"Our work as gestalt therapists is that of our intuitions informed by our knowledge, integrated and integrating one with the other in a whole process as we continue to develop our art, our science --our practice."
Contemporary Gestalt Therapy
After having developed internationally for more than 60 years, gestalt therapy is a coat of many colors. There are many modes of gestalt therapy, emphasizing different aspect of the original model first developed by Fritz and Laura Perls and Paul Goodman at the New York Institute for Gestalt Therapy (NYIGT).
My mode of gestalt therapy is a contemporary gestalt therapy derived from the "foundational model" of the NYIGT.
The foundational model is based on gestalt therapy's original 1951 text, Gestalt Therapy by Fritz Perls, Paul Hefferline, and Paul Goodman, and as further developed over the decades by members of the institute. This model's core is the "sequence of contact" within the "organism/environment field." "Interruptions of contact" are experienced and are observeable as "losses of ego functioning." By resuming the uninterrupted sequence of contact, a person may creatively adjust to the on-going situations of the "organism/environment field." "Self" is understood as an on-going "creative-adjusting" of the person in the world. This is the basis of the psychotherapy itself. This is a rough summary of a richly complex model.
This foundational model has been the bedrock for gestalt therapy for many years at the NYIGT and has become internationally established. It continues to develop.
The contemporary gestalt therapy is a more explicitly phenomenological and existential approach. This model emphasizes self as emergent of a social, phenomenal field, the self/world field. As seen as a function of this phenomenal field as well as the organism/environment field, the sequence of contacting is understood more readily as“intersubjective” and “relational.”
The contemporary model expands gestalt therapy in a phenomenological direction in order to integrate many of its concepts usefully into gestalt therapy practice. Likewise, related psychotherapy modalities such as contemporary psychoanalysis (relational and inter-subjective systems psychoanalysis), and other fields such cognitive neuroscience, psychology, philosophy of the mind, American pragmatism, and other related disciplines all have a place in the continuing development of contemporary gestalt therapy.
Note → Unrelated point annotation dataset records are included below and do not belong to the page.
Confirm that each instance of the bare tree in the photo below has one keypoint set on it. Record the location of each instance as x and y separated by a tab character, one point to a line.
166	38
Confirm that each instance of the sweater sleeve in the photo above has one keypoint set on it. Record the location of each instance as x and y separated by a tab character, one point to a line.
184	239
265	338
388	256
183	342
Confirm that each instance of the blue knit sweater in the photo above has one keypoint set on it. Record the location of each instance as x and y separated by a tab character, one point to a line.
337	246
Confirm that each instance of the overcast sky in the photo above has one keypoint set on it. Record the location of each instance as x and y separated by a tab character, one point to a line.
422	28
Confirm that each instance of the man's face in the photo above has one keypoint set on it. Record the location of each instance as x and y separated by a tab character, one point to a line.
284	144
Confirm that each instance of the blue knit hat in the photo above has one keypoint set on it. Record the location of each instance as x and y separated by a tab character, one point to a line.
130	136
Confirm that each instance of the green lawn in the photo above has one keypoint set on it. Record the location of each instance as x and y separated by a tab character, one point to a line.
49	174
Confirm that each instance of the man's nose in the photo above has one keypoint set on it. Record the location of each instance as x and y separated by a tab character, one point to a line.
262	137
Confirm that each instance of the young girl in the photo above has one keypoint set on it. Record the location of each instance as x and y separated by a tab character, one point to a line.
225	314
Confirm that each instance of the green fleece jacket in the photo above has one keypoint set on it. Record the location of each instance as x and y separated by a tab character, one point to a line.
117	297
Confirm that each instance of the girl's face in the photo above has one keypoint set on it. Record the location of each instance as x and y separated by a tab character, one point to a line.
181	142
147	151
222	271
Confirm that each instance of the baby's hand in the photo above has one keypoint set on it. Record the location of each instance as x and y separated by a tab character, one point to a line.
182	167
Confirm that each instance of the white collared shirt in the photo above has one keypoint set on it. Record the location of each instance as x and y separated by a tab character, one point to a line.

Most importantly, however, any of these "imported" concepts are integrated into gestalt therapy's already established tradition. "Contact" and "self" remain the principal functional organizing concepts to this model.Contemporary gestalt therapy is not a dilution of gestalt therapy, but a re-emphasis on gestalt therapy's existential-phenomenological dimensions, which more readily aligns gestalt therapy to other contemporary psychotherapies.
Contemporary gestalt therapy openly participates in the worldwide dialogue among all modalities and disciplines in which our theory and practice continues to develop and change with the world of which we are a part.
Both the foundational and contemporary models are models for gestalt therapy group process since both see the individual as a function of the social field. And “I” is foreground to “We.” Group process is self-emergent process. The sequence of contact is readily experienced within a group.